Investors might recall the old Wall Street Adage, “sell in May and go away,” which refers to an historical tendency for the stock market to stumble this time of year. However, investors seem to be pouring money back into stocks as well as commodities this month.
“There is one school of thought that we’ve gone too far…30 – 31 percent rally from the (stock market’s) bottom. It’s too much, too quick. The other school of thought is that there is so much money on the sidelines…they missed the move and won’t allow the market to pull back. They can’t stand it and have to jump in the water,” said Lind Plus Senior Market Strategist Jeff Friedman.
He said he expects the market to remain bullish heading into the Labor Day weekend. For the June S&P 500 futures, 897 is his “line in the sand,” and he recommends buying on dips unless the market moves below this level.
“In the end, I’m starting to believe that there is abundant liquidity and few outlets to invest.The result is stocks and corporate credit do well because there is nowhere else to go.The world is focused on transparency which is bullish for vanilla investments,” said MF Global Research Senior Equity Index Analyst Nick Kalivas, in his morning notes.
In addition, he said the CBOE Market Volatility Index (VIX) index, viewed as a measure of investor “fear” in the market looks likely to decline. The VIX has dropped below 30 for the first time in six months (before Lehman filed for brankruptcy).

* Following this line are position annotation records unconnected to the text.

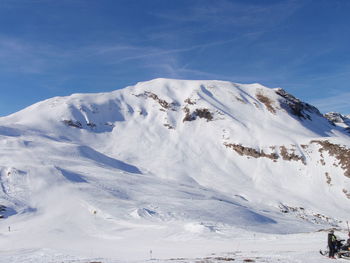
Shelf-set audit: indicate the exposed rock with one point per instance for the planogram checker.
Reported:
(163, 103)
(75, 124)
(169, 126)
(189, 101)
(240, 100)
(336, 117)
(241, 150)
(266, 101)
(341, 153)
(290, 156)
(201, 113)
(295, 106)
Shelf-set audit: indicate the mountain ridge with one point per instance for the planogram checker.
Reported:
(198, 158)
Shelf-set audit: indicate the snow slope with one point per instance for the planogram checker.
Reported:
(168, 161)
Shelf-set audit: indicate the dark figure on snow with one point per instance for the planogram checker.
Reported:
(332, 242)
(347, 245)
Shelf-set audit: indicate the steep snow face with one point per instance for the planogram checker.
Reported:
(339, 120)
(192, 157)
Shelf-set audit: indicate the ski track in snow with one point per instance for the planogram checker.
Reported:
(183, 168)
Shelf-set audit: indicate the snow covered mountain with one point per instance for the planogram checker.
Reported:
(339, 120)
(169, 159)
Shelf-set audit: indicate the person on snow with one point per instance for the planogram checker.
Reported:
(332, 242)
(347, 245)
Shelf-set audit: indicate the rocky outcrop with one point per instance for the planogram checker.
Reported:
(295, 106)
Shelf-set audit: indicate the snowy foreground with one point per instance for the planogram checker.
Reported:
(256, 248)
(172, 171)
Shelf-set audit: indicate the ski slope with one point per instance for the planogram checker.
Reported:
(182, 168)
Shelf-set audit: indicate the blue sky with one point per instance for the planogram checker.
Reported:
(58, 47)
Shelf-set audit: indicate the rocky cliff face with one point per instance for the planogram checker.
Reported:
(215, 152)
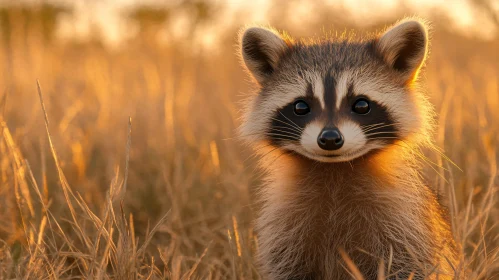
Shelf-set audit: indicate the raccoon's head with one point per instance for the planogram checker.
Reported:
(335, 100)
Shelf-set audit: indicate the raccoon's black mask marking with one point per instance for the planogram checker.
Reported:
(287, 126)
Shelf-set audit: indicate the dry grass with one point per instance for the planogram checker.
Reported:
(85, 193)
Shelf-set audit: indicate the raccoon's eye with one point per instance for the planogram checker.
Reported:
(361, 106)
(301, 108)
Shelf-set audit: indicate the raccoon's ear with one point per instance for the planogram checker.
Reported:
(261, 50)
(404, 47)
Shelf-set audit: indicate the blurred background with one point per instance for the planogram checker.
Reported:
(174, 198)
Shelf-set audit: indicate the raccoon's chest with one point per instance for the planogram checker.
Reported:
(316, 229)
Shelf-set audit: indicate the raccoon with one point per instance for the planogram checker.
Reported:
(338, 124)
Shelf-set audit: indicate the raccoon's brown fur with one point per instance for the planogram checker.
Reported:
(372, 206)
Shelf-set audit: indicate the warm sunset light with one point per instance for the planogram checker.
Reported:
(198, 139)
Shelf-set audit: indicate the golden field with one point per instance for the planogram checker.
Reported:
(131, 167)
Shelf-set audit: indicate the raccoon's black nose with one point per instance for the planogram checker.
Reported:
(330, 139)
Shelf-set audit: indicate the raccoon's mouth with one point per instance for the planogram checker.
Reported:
(331, 155)
(348, 156)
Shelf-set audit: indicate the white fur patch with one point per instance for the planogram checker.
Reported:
(318, 87)
(353, 136)
(309, 137)
(342, 87)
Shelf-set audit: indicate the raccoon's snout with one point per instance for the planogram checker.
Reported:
(330, 139)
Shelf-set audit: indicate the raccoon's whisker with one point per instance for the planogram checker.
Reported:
(297, 126)
(289, 124)
(281, 154)
(285, 136)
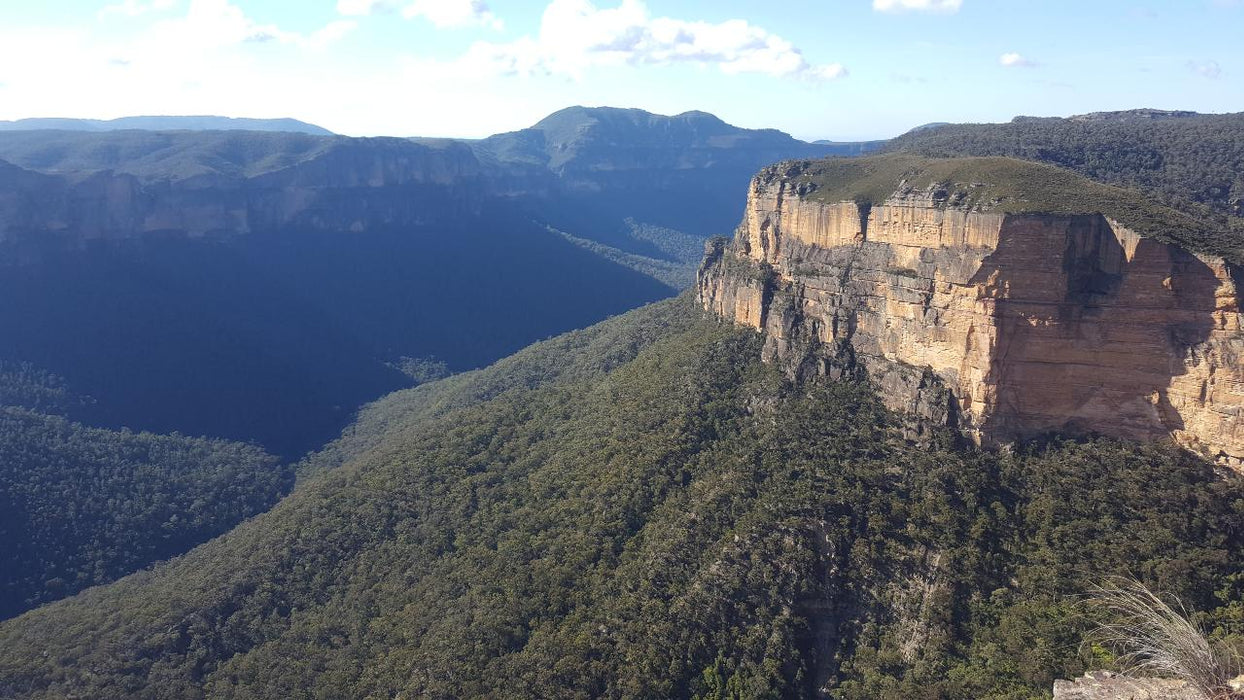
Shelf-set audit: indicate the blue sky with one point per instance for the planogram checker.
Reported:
(829, 69)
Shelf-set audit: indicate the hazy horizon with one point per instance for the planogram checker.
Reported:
(465, 69)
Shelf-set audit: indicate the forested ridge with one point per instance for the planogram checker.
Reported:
(1191, 162)
(645, 510)
(81, 506)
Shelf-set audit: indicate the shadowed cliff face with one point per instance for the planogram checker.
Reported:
(1029, 322)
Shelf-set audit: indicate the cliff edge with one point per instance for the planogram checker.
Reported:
(1004, 297)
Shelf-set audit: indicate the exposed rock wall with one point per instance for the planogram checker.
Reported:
(1104, 685)
(356, 185)
(1031, 322)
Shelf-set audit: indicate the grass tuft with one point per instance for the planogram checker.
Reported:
(1152, 638)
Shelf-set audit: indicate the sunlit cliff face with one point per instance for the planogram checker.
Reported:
(1033, 322)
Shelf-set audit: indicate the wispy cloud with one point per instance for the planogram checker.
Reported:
(440, 13)
(576, 35)
(1206, 69)
(1015, 61)
(136, 8)
(917, 5)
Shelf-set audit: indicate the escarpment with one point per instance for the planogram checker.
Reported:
(989, 306)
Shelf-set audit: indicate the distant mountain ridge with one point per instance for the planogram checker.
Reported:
(319, 262)
(207, 122)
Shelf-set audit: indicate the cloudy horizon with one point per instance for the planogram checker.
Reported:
(856, 70)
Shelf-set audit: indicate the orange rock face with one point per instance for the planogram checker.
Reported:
(1033, 322)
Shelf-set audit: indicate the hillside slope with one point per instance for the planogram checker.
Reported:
(1183, 159)
(82, 506)
(166, 123)
(294, 271)
(1005, 297)
(641, 510)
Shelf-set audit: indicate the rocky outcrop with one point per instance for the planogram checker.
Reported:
(355, 185)
(1007, 325)
(1104, 685)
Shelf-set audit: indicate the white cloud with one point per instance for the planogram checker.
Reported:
(917, 5)
(575, 35)
(213, 24)
(453, 13)
(136, 8)
(440, 13)
(1206, 69)
(361, 8)
(1015, 61)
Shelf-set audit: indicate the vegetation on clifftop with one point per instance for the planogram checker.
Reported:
(1191, 162)
(82, 506)
(645, 510)
(1005, 185)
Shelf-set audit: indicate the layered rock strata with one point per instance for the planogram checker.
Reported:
(1004, 325)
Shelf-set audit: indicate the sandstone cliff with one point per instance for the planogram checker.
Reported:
(342, 185)
(990, 307)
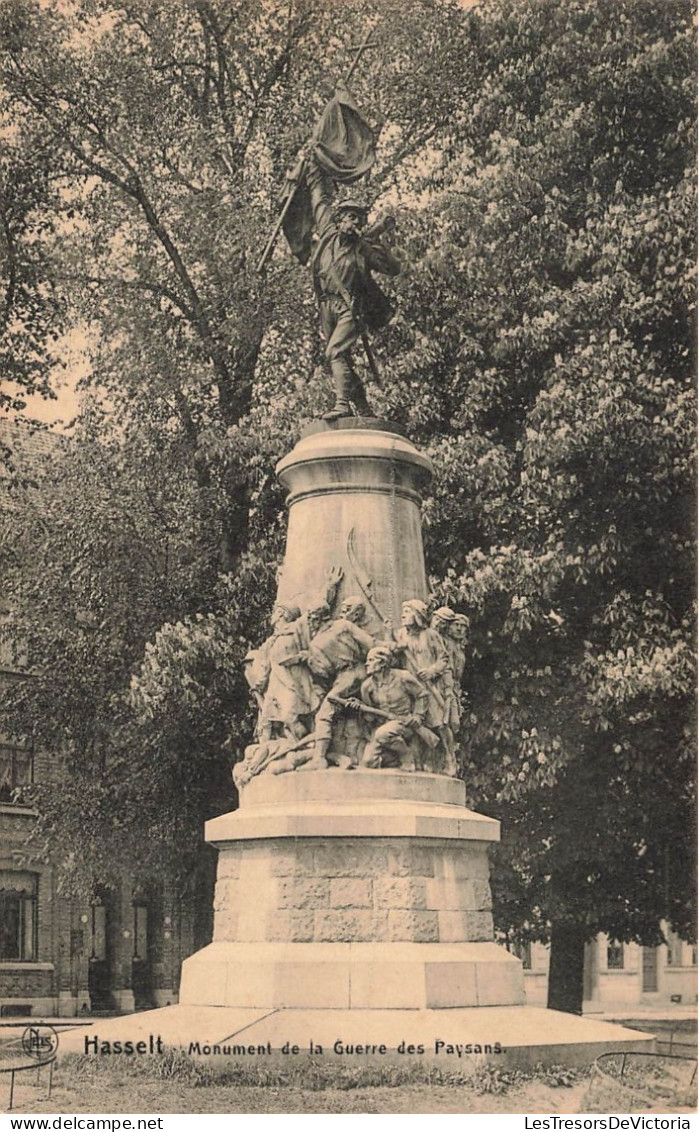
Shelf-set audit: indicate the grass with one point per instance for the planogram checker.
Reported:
(177, 1083)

“Profit growth is expected to improve, Fed policy is and will remain easy for some time, and credit spreads have room to narrow. From a political standpoint, goverment action has worked to stabilize earnings short-term. TARP and fiscal stimulus have worked to help the economy at the margin. Longer-term, government regulation and intrusion could lower the outlook for corporate profits and lift volatily. The trend in the VIX will change if profit expecatations change,” he said. “This will come from either negative corporate comments or more sluggish economic numbers.”